Snow goggles are not a recent invention | Polarjournal
Inuit and people who live with snow above the Arctic Circle have protected their eyes from snow blindness with snow goggles for over 4,000 years.

Snow goggles are a widely used item in winter sports and protect the eyes from the damage caused by snow blindness. When the sun is reflected by the snow, the human eye is strongly dazzled at high altitudes. Extreme mountaineers who travel to even higher altitudes also wear similar goggles to prevent snow blindness. In the meantime, snow goggles are available with various tinted lenses.

Goggles, which are almost a fashion accessory for nowadays winter sports enthusiasts, have been a useful aid against snow blindness and frequent storms for thousands of years among the indigenous peoples of the Arctic, who live with ice and snow.

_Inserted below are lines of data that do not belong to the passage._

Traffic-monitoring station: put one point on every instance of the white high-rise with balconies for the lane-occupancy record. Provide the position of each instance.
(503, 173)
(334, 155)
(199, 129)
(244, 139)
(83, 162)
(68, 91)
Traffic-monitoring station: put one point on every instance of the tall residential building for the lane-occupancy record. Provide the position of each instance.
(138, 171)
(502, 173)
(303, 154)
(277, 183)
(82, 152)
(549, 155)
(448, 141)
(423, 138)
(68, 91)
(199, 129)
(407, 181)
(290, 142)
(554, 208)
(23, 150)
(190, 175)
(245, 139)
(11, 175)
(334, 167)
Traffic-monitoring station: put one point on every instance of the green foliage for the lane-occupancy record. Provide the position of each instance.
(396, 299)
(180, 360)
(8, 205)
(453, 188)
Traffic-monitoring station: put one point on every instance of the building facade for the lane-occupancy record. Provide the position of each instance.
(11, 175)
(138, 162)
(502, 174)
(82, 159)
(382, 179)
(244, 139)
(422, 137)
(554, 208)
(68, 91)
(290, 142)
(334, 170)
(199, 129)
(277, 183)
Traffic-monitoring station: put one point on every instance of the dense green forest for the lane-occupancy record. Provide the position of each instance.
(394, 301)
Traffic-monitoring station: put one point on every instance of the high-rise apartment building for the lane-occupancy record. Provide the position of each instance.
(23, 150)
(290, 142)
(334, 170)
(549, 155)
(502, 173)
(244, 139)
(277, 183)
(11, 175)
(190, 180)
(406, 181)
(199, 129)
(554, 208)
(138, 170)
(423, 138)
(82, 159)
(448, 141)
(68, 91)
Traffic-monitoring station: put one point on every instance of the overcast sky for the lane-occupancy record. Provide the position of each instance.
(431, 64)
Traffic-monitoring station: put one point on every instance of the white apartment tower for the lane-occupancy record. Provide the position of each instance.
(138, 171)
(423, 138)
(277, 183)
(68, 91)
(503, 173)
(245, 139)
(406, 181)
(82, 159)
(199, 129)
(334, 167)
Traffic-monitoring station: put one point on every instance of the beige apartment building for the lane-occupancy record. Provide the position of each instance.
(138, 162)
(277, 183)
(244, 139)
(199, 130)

Kalaallit (Greenland Inuit) snow goggles, c. 1910, wood and fur, Melville Bay, Greenland (Photo: National Museum of the American Indian)

When Arctic residents spend hours in the bright sun in spring or summer, they risk snow blindness, a sunburn on your cornea from reflected ultraviolet light. Indigenous peoples throughout the Arctic region have had a technological solution to making snow goggles for thousands of years.

The Inuit took a piece of antler or bone and cut a long slit into it, wide enough to give its wearer the ability to see, but narrow enough to block most harmful and harsh ultraviolet rays. In order for the glasses to work reliably, they had to let through only the light that came through that slit.

Yupik snow goggles, 1987, made by Ayaprun Jack Abraham from driftwood, walrus ivory and sinew, Anchorage, Alaska (Photo: NMAI).

The narrow slits of the glasses also support the visual acuity of those who wear glasses. It turns out that the slit focuses the light, making distant objects appear sharper. And the snow goggles of the Inuit offer another advantage – they do not fog up!

The Inuit goggles do not only have advantages: The angle of vision is very limited and so there is a risk of tripping, because the wearer can not see depressions in the ground.

In the meantime, museums, some eyeglass shops and mail order companies have various models of Inuit glasses in their assortment, which can be found on relevant websites.

Inupiaq snow goggles, 1961, made by Austin Thomas from caribou hoof, seal skin and sinew, Kivalina, Alaska (Photo: NMAI).